A Moment to Reflect

4 September 2020

A Moment to Reflect -99

“Sometimes beauty lies in what is ignored. Sometimes beauty results from what is ignored.” —Khang Kijarro Nguyen

Previously when I’ve shown people this photograph of a red hawk and asked them where they think it was taken, I get a wide variety of suggestions, usually of various wild and remote locations in the Scottish Highlands. In fact, it was taken at Greenock docks, in 2011, at the time that the ‘Tall Ships Race’ weekend took place there. The bird was one of a collection of birds of prey on display and was, like all the others (sadly) chained to a post. Its unhappy situation did of course make it much easier for me to take its portrait.

By making sure that the background is blurred, and by composing the shot to contain only the top half of the bird, you can let people’s imagination fill in what they don’t see. In other words, you remove the context. (Nowadays, with the right software, you can do this with any photograph after it has been taken.) But if you want to get ‘the full picture’ you need the context. In many areas of life, however, we will never have the full picture, we will only ever have as much as we are able to see and understand from our particular viewpoint, perspective, and moment in time.

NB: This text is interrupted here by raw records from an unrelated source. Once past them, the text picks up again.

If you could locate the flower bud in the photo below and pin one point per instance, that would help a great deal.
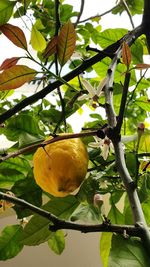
(98, 200)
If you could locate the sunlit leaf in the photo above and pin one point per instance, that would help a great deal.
(105, 245)
(126, 54)
(15, 35)
(10, 244)
(66, 42)
(15, 77)
(142, 66)
(57, 242)
(127, 252)
(51, 47)
(9, 62)
(37, 41)
(6, 10)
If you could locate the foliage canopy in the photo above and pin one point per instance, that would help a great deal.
(77, 64)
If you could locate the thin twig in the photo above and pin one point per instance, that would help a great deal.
(80, 13)
(111, 49)
(131, 230)
(99, 15)
(44, 143)
(123, 2)
(123, 102)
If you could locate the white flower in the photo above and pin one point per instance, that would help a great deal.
(104, 144)
(93, 92)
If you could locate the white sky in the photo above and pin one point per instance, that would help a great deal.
(92, 7)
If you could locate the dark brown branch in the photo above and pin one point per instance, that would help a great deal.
(44, 143)
(80, 13)
(61, 224)
(130, 38)
(146, 22)
(99, 15)
(123, 102)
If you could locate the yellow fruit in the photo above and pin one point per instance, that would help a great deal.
(60, 167)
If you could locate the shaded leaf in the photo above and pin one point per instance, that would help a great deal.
(87, 213)
(126, 54)
(9, 62)
(15, 77)
(142, 66)
(66, 42)
(105, 246)
(10, 244)
(115, 215)
(15, 35)
(57, 242)
(109, 36)
(37, 230)
(28, 190)
(51, 47)
(21, 127)
(37, 41)
(6, 10)
(127, 252)
(144, 145)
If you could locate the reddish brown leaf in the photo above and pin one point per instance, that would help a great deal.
(9, 62)
(51, 47)
(126, 54)
(66, 42)
(15, 35)
(15, 77)
(142, 66)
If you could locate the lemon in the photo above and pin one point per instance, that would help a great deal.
(60, 167)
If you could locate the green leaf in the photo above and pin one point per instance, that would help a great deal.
(137, 52)
(57, 242)
(144, 103)
(115, 215)
(144, 145)
(28, 190)
(37, 41)
(131, 163)
(6, 10)
(105, 246)
(20, 125)
(9, 176)
(66, 42)
(87, 213)
(37, 229)
(9, 62)
(127, 252)
(10, 244)
(15, 35)
(15, 77)
(109, 36)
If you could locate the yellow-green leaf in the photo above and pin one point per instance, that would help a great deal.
(37, 41)
(126, 54)
(9, 62)
(15, 35)
(66, 42)
(105, 246)
(51, 47)
(6, 9)
(15, 77)
(142, 66)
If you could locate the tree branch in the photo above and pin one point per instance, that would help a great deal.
(123, 102)
(54, 139)
(61, 224)
(111, 49)
(80, 13)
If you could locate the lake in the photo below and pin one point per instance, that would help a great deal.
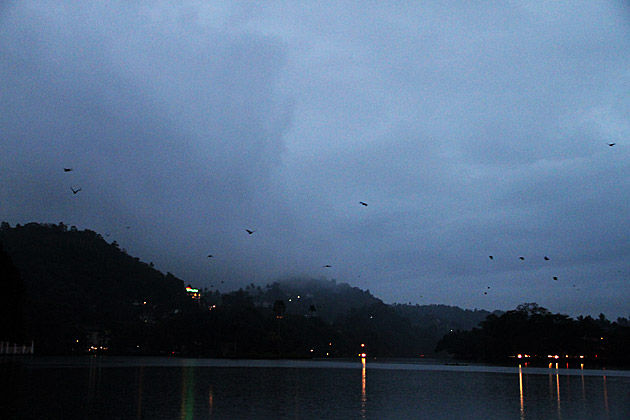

The Israeli Professor of Psychology, Noam Shpancer, reminds us: “The frame, the definition, is a type of context. And context, as we said before, determines the meaning of things. There is no such thing as the view from nowhere, or from everywhere for that matter. Our point of view biases our observation, consciously and unconsciously. You cannot understand the view without the point of view.” Noam Shpancer, The Good Psychologist

I think removing the context is a legitimate practice in the art of ‘making’ a photograph, but when it is used deliberately to twist the truth and deceive others for another purpose, or even to deceive yourself, then it’s a different story.

 As one writer puts it: “Separate text from context and all that remains is a con.”― Stewart Stafford

This kind of manipulation of reality is going on all the time—particularly in the worlds of politics and the media, but also in religion and the interpretation of religious texts. 

You don’t always have to tell a downright lie to deceive (though in recent times many shamelessly do.) All you have to do is blur the context, omit certain aspects of reality, use a few key phrases to trigger particular inbuilt prejudices and you control the way people think …to your own advantage …or your own delusion.

Jesus said, “the truth will set you free,” but how easy and convenient it sometimes is to be like the red hawk and just get used to being in captivity …or keeping others there.